Common tuning in Europe and North America
Hohner's labeling: 1; 2; 3; 4; 5; 6; 7; 8; 9; 10
standard labeling: 1; 2; 3; 4; 5; 6; 7; 8; 9; 10; 11; 12; 13; 14; 15; 16; 17; 18; 19; 20
blow: C; E; G; C; E; G; C; E; G; C
draw: D; G; B; D; F; A; B; D; F; A

Common tuning in East Asia
1; 2; 3; 4; 5; 6; 7; 8; 9; 10; 11; 12; 13; 14; 15; 16; 17; 18; 19; 20; 21; 22; 23; 24
blow: G^{3}; C^{4}; E^{4}; G^{4}; C^{5}; E^{5}; G^{5}; C^{6}; E^{6}; G^{6}; C^{7}; E^{7}
draw: D^{4}; F^{4}; A^{4}; B^{4}; D^{5}; F^{5}; A^{5}; B^{5}; D^{6}; F^{6}; A^{6}; B^{6}

A more recently developed tuning is commonly found on tremolos manufactured in or designed for Asia. This layout is derived from the "solo" tuning found in chromatic harmonicas and is sometimes called "scale" tuning. Here the notes of the major scale are found throughout the range of the harmonica without a separate chord section in the bass octave. This helps to facilitate a common practice in Asia of playing both a C and C♯ harmonica stacked in order to achieve full chromaticity by having essentially the same notes available in each octave of the harmonica. This tuning is also applied to Tombo's S-50.

Scale tuning
1; 2; 3; 4; 5; 6; 7; 8; 9; 10; 11; 12; 13; 14; 15; 16; 17; 18; 19; 20; 21; 22; 23; 24
blow: C; E; G; C; C; E; G; C; C; E; G; C
draw: D; F; A; B; D; F; A; B; D; F; A; B

Note: Some manufacturers replace the repeated root note (7 and 15) with a spacer (see S-50), or just completely do away with it (e.g.: Hohner).
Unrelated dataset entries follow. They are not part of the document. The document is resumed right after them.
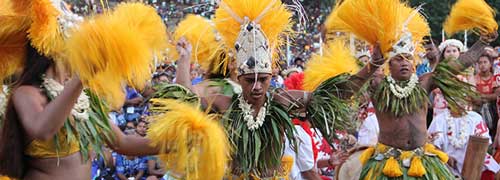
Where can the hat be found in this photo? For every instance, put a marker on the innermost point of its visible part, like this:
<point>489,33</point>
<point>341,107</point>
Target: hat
<point>252,30</point>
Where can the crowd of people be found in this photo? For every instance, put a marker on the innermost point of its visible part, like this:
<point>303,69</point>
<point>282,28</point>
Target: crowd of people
<point>321,112</point>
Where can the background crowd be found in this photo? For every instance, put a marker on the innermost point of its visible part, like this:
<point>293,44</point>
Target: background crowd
<point>132,118</point>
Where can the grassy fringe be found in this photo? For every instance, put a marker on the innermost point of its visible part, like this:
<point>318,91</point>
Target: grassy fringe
<point>261,150</point>
<point>387,102</point>
<point>327,112</point>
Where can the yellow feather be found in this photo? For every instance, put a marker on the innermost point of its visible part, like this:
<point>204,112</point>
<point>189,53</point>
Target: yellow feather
<point>366,155</point>
<point>274,21</point>
<point>12,37</point>
<point>337,59</point>
<point>44,33</point>
<point>471,14</point>
<point>392,168</point>
<point>190,142</point>
<point>201,34</point>
<point>377,21</point>
<point>113,49</point>
<point>417,168</point>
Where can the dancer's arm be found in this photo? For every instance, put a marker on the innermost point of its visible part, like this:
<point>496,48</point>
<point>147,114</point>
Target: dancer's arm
<point>472,55</point>
<point>43,122</point>
<point>359,79</point>
<point>183,65</point>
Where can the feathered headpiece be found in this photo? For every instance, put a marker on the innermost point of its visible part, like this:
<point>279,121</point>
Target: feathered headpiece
<point>52,25</point>
<point>190,142</point>
<point>252,30</point>
<point>115,48</point>
<point>15,22</point>
<point>337,59</point>
<point>471,14</point>
<point>391,23</point>
<point>451,42</point>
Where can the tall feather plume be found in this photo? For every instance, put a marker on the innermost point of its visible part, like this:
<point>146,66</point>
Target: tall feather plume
<point>471,15</point>
<point>378,21</point>
<point>15,22</point>
<point>191,142</point>
<point>337,59</point>
<point>113,49</point>
<point>44,33</point>
<point>272,15</point>
<point>200,32</point>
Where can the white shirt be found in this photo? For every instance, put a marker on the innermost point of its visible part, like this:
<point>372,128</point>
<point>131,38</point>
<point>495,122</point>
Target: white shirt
<point>368,132</point>
<point>474,124</point>
<point>304,158</point>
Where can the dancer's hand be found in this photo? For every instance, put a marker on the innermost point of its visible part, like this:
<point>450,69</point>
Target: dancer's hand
<point>377,56</point>
<point>184,48</point>
<point>337,158</point>
<point>488,38</point>
<point>452,162</point>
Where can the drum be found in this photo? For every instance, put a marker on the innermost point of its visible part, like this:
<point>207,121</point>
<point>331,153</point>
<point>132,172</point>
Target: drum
<point>351,168</point>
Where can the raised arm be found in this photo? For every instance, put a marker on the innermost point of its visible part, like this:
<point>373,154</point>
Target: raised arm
<point>183,64</point>
<point>359,79</point>
<point>472,55</point>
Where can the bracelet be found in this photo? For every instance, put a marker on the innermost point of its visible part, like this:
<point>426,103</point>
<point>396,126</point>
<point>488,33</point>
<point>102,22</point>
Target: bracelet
<point>376,65</point>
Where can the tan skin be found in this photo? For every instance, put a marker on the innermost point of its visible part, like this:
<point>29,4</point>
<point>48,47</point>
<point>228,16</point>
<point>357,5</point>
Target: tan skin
<point>255,88</point>
<point>411,129</point>
<point>42,119</point>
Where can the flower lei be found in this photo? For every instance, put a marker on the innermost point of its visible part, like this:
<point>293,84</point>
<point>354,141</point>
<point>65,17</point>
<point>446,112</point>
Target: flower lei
<point>3,100</point>
<point>252,123</point>
<point>457,141</point>
<point>80,110</point>
<point>402,92</point>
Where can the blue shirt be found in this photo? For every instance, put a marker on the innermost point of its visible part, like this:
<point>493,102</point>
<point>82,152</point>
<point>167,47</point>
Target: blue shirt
<point>130,168</point>
<point>423,68</point>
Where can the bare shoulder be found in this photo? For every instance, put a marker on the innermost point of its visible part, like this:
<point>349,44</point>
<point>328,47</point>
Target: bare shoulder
<point>426,81</point>
<point>218,102</point>
<point>28,95</point>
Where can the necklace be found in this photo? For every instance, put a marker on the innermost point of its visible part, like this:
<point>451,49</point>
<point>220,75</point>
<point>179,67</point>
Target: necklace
<point>402,92</point>
<point>80,110</point>
<point>252,123</point>
<point>3,100</point>
<point>457,135</point>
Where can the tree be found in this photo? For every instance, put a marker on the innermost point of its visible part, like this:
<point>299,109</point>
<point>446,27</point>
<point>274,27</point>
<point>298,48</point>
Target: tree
<point>436,12</point>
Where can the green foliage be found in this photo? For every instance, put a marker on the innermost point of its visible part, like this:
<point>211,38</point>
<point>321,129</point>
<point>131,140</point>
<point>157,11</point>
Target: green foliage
<point>436,12</point>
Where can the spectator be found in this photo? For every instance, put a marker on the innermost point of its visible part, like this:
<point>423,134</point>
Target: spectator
<point>487,87</point>
<point>130,167</point>
<point>299,63</point>
<point>141,128</point>
<point>155,170</point>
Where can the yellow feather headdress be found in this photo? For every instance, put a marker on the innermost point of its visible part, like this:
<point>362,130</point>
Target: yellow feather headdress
<point>271,20</point>
<point>471,14</point>
<point>337,59</point>
<point>15,22</point>
<point>115,48</point>
<point>191,143</point>
<point>382,21</point>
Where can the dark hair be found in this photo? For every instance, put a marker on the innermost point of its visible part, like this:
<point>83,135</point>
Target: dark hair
<point>12,135</point>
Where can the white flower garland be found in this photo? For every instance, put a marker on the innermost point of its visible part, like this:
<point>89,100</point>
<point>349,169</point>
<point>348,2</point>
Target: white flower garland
<point>252,123</point>
<point>3,100</point>
<point>80,110</point>
<point>399,91</point>
<point>457,136</point>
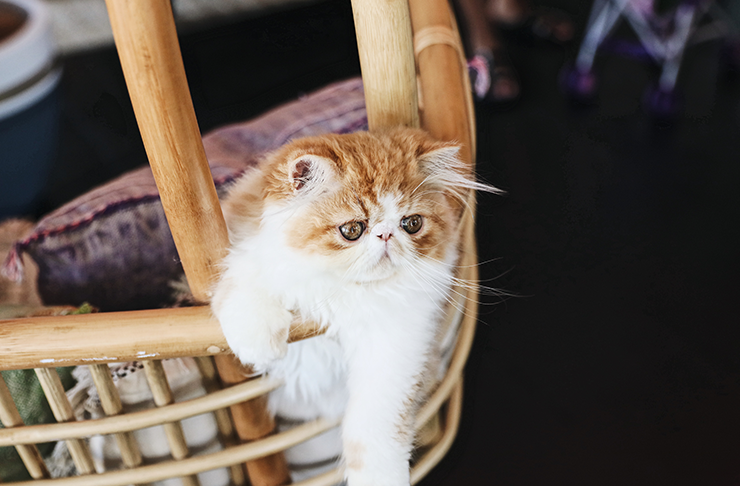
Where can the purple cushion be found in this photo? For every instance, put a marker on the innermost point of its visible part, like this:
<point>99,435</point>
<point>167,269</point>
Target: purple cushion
<point>112,246</point>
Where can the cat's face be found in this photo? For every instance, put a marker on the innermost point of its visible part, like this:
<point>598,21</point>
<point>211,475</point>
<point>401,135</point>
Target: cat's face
<point>369,205</point>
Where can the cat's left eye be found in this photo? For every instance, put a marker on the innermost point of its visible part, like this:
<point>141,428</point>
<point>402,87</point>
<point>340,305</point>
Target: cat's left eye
<point>352,230</point>
<point>412,224</point>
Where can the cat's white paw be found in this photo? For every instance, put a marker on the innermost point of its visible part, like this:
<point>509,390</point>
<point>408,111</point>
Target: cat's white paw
<point>259,335</point>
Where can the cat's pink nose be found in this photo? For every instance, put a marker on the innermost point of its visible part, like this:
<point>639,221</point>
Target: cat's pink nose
<point>385,235</point>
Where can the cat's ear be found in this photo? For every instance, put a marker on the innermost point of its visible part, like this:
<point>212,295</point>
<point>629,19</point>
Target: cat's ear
<point>309,171</point>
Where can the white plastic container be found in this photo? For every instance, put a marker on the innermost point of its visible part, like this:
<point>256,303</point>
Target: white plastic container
<point>29,105</point>
<point>27,57</point>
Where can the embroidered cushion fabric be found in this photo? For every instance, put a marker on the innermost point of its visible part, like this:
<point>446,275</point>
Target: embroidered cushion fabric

Recently, Hohner also released a scale-tuned tremolo, the "21 Tremolo De Luxe", which has three complete scale-tuned octaves.

== Use ==
Tremolo harmonicas are perhaps the most common form of harmonica in the world, being very popular in folk music as well as in much of East Asia. In the West, the tremolo harmonica is usually encountered in traditional folk music, being found throughout Europe and South America in this role. In China, Japan, Korea, Taiwan and other parts of Asia, however, tremolo harmonicas are found in nearly every area of music from folk to classical — in fact, there are specially manufactured tremolo harmonicas for ensemble playing. Players often use several different harmonicas at a time, holding them one atop the other, in order to play notes and chords not available on any single instrument.

== Other ==
There are chromatic tremolo harmonicas, which combine the slider design of the chromatic harmonica with the dual reed beating sound of the tremolo harmonica. Harmonica technician John Infande has been manufacturing his own design in limited numbers for several years, while the Japanese harmonica company, Suzuki Musical Instrument Corporation, has recently released its design.